What it does
A full ETL pipeline that pulls clinical trial metadata from ClinicalTrials.gov, processes and stores it in PostgreSQL, and serves it through Grafana dashboards. Researchers can track drug efficacy, enrollment trends, sponsor performance, and trial outcomes across conditions in one place, instead of digging through the API themselves.
Why I built it
Clinical trial data is completely public but almost impossible to actually use. The raw API returns dense, inconsistent JSON across thousands of trials and no one has time to make sense of it manually.
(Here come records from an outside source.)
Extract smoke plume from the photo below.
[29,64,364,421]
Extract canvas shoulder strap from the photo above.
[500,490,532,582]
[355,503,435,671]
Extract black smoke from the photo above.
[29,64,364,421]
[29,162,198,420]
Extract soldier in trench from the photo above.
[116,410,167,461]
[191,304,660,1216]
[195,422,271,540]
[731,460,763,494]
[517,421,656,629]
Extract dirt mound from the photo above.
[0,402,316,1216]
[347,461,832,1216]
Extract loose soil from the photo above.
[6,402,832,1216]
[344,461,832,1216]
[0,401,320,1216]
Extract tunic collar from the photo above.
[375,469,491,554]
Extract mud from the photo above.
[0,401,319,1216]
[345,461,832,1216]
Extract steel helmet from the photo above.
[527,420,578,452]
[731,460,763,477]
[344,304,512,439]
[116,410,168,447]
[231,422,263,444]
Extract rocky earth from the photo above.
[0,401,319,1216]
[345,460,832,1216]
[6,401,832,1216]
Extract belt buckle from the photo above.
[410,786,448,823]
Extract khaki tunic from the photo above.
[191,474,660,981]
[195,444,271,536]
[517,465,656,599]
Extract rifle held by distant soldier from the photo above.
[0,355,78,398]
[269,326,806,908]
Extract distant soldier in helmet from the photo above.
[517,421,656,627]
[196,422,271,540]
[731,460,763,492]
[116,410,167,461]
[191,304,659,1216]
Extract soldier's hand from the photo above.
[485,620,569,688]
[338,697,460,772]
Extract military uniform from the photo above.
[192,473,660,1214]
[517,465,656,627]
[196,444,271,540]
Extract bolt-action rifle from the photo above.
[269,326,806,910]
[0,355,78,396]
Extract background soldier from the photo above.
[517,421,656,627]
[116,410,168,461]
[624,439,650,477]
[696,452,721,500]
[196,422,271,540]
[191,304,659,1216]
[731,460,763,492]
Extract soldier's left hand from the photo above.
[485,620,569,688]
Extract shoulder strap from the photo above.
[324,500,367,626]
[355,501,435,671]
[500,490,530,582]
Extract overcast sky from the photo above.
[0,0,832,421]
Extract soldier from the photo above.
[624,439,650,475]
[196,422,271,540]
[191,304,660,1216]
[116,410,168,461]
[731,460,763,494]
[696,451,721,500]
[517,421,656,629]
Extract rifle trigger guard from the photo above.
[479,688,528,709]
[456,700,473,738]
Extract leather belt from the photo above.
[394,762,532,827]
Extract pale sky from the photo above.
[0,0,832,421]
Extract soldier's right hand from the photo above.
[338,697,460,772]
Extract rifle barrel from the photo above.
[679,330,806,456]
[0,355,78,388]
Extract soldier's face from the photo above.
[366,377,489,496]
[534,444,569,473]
I wanted to build something that made the patterns visible: which drugs are completing trials, which conditions are attracting the most research, where trials are actually happening, and which sponsors have the strongest track records.
The interesting bit
The pipeline itself was a good problem: the ClinicalTrials.gov API is inconsistent across trials, so a lot of the work was in the transformer layer, figuring out how to normalize data that doesn't always follow the same shape. The more interesting analytical layer was building the efficacy and sponsor reputation scores. There's no single "success" metric in clinical research, so I had to make deliberate choices about what completion rate, enrollment rate, and phase progression actually mean when combined. Those design decisions changed the output significantly, which was a good reminder that analytics is never just plumbing.
Stack
Python, PostgreSQL, Grafana, Docker, Pandas, NumPy, SQLAlchemy, Scikit-learn, SciPy, ClinicalTrials.gov REST API.